The week of Halloween, there will be Fright Fest events every day. A full list of those can be found at sixflags.com/overtexas/events/fright-fest.

Masks are not mandatory but are recommended for unvaccinated guests.

Autumn at the Arboretum

Celebrate Halloween at the Dallas Arboretum and Botanical Garden’s Pumpkin Village. This year’s village has been transformed into a Bugtopia, with 90,000 pumpkins, gourds and squash used to create bugged-out pumpkin houses and a maze.

The Arboretum is open daily from 9 a.m. until 5p.m. and has scheduled events almost every day. Face coverings are required for all indoor spaces due to Dallas County executive order, but most events are outside To get more information or to buy tickets you can visit dallasarboretum.org.

J & F House of Terror

Located in the Firewheel Mall in Garland, this haunted house maze attraction is only operational on select dates and is different every year. Ticket sales are sold online from Sept. 24 through Oct. 31 and are nonrefundable.

According to the J & F website, guests and staff are required to wear masks and guests will have their temperature taken at the entrance. You can purchase tickets and view more COVID-19 safety measures at jandfhouseofterror.com.

At Home

Those who don’t feel comfortable going out can still celebrate Halloween in their own home. With so many Halloween themed movies like “Nightmare Before Christmas” and “Hocus Pocus,” there are many opportunities to celebrate the holiday in a way that works for the whole family.

You can order out or create a holiday meal to eat around the TV. To add a touch of tradition, wear costumes that go with the films that were selected or have a family costume contest.
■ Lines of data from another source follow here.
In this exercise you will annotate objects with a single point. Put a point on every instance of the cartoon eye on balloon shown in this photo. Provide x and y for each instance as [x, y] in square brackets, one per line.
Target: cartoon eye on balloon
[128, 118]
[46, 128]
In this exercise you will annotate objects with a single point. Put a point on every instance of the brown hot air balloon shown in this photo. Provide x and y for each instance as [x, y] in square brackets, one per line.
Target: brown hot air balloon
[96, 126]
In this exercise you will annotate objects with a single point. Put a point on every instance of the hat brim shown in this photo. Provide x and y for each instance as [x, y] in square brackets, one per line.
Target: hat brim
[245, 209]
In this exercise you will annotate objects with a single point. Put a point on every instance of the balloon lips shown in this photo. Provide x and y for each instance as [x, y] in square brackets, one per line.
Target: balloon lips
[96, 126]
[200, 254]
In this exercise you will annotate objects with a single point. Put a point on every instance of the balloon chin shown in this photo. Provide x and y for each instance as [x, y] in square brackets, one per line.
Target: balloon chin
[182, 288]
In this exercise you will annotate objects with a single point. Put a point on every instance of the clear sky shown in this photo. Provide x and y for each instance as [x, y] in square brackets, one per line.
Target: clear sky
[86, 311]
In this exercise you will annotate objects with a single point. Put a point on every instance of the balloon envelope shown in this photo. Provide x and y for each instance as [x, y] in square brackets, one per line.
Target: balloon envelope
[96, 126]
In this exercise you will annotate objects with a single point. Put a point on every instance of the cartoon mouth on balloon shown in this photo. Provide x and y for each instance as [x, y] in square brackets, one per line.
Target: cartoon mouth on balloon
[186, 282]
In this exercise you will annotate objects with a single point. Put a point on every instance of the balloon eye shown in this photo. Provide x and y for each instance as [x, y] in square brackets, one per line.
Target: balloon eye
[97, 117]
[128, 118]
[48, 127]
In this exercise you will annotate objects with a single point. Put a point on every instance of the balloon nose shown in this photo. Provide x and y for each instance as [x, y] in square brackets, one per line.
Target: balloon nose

Classic Celebration with a New Form

A way to celebrate Halloween and loved ones who have died would be to stop by a cemetery and leave a flower or something sweet. Historically, people would celebrate All Hallows’ Eve by making a trip to the cemetery and cleaning up the plot in which their relatives were buried.

Hispanic tradition calls this celebration Día De Los Muertos, translated as “the day of the dead,” and focuses on talking and celebrating with family members who have passed way.